Time to Up Your Fiber Intake: 4 Benefits You Never Realized

Although fiber is most well-known for keeping your digestive system rolling smooth, the benefits don’t stop there! Additional benefits include:

  • Slows stomach emptying: This suppresses a hormone called ghrelin — a hormones that triggers hunger — resulting in you maintaining a sense of fullness for longer
  • Balances blood sugar: Fiber is a non-digestible carbohydrate, meaning it slows down the breakdown of foods into glucose. Balanced blood sugar not only means fewer high blood sugar levels (hyperglycemia) but also fewer lows (hypoglycmeia)
  • Lower LDL (bad) cholesterol: Since fiber is not broken down in the intestine, a specific type of fiber, called soluble fiber (well get more into this) can bind to LDL cholesterol and remove it from the body. In addition, this study found that an intake of 30 grams or more per day may be helpful in increasing your HDL (good) cholesterol
  • Promotes healthy gut microbiome: Did you know that fiber is the food for our gut microbiome?! Without not only enough fiber, but a variety of different fiberous foods, our microbes will not have sufficient nutrients to thrive, resulting in “a loss of species reliant on these substrates”. This disruption could lead to a host of diseases. In fact, long-term studies consistently show an inverse relationship between dietary fiber intake and all-cause mortality!

Recommended intake

Nowadays, the average intake for women is 12-13 grams per day, while men average 16-17 grams. This is wayyy to low! And likely a large contributor to the high rates of colon cancer and why the majority of my patients experience only a few bunny-like bowel movements per week.

On the other hand, a healthy bowel movement is well-formed and comes without a struggle (you know what I’m talking about). You should have a bowel movement at least once per day — if none of this sounds familiar, this is a sign you are not eliminating properly — keep reading.

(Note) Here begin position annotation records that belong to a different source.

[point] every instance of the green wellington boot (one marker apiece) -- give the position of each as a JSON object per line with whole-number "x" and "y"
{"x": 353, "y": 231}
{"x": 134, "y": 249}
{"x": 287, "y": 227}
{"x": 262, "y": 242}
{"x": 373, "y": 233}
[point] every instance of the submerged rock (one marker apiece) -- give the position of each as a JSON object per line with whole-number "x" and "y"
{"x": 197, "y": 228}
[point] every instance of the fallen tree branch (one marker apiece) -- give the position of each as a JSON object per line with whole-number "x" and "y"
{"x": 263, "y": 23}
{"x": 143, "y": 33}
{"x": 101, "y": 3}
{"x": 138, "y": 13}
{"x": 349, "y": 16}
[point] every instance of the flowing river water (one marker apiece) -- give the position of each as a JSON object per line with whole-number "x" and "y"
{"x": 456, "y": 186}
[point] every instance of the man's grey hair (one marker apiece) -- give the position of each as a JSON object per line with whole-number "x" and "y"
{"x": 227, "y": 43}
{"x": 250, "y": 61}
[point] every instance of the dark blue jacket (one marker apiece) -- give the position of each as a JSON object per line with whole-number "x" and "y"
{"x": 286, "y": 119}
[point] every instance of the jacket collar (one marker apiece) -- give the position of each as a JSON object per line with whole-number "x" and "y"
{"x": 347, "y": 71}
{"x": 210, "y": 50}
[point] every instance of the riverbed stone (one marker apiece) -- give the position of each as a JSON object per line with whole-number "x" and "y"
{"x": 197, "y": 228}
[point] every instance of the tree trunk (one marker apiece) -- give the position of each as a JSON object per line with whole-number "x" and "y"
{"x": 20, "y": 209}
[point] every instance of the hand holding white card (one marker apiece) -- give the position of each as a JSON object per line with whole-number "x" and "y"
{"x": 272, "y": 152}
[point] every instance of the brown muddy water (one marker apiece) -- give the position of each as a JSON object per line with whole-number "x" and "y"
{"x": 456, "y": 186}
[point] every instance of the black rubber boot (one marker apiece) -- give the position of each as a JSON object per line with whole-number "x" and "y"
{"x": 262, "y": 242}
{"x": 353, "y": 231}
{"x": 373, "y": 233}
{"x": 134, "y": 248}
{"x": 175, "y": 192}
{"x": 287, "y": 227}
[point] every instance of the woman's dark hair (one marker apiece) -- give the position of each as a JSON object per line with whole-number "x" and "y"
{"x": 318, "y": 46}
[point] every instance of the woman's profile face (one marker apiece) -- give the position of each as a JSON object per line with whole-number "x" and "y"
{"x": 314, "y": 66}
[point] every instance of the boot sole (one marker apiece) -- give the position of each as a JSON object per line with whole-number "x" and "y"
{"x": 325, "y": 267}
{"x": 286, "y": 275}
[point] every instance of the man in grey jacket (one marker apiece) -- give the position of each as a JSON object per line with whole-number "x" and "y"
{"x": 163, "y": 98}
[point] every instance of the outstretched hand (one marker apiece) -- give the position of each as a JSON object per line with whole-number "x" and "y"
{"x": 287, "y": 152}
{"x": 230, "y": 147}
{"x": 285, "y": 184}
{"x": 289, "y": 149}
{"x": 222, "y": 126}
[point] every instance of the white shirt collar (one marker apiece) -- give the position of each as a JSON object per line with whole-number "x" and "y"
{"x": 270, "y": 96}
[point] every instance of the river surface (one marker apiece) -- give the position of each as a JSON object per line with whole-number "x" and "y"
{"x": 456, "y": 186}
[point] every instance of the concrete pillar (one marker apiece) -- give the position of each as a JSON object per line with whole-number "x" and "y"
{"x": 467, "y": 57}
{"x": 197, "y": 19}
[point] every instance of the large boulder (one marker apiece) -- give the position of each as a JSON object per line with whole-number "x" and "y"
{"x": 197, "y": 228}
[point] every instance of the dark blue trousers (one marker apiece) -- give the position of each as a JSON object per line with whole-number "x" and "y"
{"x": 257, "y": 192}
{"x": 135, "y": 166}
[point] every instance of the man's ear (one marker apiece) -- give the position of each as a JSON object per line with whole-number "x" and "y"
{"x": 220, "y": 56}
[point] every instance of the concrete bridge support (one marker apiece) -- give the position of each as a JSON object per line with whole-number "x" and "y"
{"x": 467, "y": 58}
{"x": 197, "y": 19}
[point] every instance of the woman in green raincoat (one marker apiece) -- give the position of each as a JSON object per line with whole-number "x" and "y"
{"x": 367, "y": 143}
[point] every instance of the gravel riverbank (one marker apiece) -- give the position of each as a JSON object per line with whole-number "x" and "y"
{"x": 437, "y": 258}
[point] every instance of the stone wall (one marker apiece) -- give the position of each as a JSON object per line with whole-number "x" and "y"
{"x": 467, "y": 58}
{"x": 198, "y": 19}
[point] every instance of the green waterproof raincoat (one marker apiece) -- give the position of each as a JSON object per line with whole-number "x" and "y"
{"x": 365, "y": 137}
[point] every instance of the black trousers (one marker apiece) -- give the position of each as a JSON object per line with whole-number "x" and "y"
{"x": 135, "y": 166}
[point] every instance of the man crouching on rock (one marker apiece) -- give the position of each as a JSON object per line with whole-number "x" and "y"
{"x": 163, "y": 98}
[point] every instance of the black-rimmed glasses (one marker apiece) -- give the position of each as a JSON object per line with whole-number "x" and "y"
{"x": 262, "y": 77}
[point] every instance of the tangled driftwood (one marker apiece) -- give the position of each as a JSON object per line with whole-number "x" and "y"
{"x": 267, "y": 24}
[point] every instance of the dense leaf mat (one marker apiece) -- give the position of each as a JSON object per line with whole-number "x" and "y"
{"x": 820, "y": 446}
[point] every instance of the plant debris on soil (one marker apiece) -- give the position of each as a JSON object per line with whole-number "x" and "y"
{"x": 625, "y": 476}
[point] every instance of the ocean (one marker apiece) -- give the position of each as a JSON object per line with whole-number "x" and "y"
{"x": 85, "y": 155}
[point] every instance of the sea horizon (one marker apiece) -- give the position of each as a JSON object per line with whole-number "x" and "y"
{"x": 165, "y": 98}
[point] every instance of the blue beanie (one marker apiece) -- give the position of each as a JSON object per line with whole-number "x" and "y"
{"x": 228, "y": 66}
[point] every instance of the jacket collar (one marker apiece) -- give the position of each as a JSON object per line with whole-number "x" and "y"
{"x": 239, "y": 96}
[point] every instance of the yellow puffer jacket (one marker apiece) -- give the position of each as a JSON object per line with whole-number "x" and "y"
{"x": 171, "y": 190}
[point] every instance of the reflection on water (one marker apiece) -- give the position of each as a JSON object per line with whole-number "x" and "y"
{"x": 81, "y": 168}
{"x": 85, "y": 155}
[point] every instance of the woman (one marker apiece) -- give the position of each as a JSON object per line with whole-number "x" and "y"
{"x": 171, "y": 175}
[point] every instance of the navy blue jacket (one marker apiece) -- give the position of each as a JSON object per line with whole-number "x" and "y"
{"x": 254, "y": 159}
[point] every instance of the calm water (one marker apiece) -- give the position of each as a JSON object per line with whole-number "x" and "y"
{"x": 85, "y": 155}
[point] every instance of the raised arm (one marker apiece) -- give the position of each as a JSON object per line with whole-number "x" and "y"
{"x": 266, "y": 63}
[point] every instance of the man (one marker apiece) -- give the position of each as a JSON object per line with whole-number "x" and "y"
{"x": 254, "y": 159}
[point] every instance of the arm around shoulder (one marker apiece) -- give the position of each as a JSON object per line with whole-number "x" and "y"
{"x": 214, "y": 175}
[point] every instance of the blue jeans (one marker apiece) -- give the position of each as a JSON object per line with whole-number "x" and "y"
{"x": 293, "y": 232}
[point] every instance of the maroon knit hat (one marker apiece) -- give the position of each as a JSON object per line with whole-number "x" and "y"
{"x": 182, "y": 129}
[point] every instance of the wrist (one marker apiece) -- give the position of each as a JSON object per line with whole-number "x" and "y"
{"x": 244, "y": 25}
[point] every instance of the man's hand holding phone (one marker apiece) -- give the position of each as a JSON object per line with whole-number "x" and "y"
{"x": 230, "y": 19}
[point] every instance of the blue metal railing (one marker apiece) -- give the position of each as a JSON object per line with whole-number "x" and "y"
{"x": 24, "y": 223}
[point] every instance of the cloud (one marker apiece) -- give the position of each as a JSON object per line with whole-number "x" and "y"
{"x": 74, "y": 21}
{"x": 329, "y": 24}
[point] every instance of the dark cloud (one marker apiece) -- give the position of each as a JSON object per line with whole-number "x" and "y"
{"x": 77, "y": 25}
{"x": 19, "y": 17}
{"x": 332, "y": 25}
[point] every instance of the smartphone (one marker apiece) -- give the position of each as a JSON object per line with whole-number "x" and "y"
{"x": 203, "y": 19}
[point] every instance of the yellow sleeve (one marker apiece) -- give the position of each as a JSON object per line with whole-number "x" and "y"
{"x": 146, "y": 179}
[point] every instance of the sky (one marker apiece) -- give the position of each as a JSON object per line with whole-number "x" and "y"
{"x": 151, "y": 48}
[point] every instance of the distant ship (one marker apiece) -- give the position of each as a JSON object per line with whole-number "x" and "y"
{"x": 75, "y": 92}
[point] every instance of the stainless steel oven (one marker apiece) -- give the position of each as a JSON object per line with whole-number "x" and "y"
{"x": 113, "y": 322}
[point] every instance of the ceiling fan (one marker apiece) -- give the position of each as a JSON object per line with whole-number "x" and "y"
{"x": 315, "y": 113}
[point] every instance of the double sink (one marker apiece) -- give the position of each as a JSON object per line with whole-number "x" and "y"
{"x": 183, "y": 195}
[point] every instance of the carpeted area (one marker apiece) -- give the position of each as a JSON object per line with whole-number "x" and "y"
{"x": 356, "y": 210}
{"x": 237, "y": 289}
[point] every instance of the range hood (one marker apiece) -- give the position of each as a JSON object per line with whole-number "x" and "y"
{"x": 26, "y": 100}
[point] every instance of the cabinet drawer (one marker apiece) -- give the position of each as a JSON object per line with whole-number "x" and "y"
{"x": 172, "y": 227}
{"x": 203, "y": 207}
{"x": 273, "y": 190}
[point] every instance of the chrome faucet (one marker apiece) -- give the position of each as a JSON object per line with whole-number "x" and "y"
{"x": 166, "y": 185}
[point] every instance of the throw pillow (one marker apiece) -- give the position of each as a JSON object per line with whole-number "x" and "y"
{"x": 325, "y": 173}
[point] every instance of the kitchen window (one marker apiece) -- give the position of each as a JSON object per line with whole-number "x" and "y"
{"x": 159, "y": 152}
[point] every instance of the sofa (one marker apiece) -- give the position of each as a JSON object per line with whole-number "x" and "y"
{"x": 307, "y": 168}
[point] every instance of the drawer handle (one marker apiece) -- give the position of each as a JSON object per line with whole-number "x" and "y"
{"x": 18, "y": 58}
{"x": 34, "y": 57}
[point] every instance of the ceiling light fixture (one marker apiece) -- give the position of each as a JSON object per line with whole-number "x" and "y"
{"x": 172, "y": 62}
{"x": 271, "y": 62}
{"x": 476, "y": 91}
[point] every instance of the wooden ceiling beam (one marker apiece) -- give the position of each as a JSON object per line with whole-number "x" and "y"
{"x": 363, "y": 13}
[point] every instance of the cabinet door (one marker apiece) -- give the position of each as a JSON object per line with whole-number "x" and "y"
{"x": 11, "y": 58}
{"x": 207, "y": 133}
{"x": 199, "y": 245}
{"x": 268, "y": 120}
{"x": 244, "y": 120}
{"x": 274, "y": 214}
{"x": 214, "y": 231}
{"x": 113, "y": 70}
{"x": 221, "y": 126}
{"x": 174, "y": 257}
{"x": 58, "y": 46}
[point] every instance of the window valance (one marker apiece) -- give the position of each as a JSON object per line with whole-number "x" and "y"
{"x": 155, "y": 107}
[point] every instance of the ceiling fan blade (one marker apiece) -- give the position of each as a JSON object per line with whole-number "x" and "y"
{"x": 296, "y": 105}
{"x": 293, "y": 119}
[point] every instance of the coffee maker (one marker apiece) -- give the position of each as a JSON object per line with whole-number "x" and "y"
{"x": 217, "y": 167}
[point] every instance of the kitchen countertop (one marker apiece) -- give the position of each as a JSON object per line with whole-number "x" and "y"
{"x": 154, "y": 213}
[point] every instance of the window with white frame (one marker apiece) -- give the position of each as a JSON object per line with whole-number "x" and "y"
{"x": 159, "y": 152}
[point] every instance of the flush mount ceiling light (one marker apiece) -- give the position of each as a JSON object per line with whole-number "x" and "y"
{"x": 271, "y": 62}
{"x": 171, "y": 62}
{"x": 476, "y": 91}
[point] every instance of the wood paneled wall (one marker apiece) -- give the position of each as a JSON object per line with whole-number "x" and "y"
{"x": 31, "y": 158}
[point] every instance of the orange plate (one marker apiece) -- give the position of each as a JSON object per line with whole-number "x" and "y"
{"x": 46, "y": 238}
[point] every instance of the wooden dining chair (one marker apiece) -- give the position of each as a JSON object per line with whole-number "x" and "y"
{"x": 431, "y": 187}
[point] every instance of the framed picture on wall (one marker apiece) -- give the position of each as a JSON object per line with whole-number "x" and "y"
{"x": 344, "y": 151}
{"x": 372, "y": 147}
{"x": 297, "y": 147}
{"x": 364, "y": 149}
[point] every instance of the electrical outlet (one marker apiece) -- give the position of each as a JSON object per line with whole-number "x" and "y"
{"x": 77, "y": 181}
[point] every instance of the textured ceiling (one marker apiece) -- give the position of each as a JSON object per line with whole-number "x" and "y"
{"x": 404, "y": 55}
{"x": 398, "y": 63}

For adults, I recommend aiming for at least 45-50 grams per day. Interestingly, this study demonstrated that switching African Americans to a traditional South African diet including 55 grams of fiber measurably improved markers of colon cancer in just 2 weeks!

types of fiber

Insoluble: This type of fiber is not dissolved by water or gastrointestinal fluids. This allows it to move through your GI tract largely unchanged. It adds bulk to the stool, helping it to move through the intestines more quickly. Benefits include weight loss and reduced risk of type 2 diabetes. It also helps ease constipation.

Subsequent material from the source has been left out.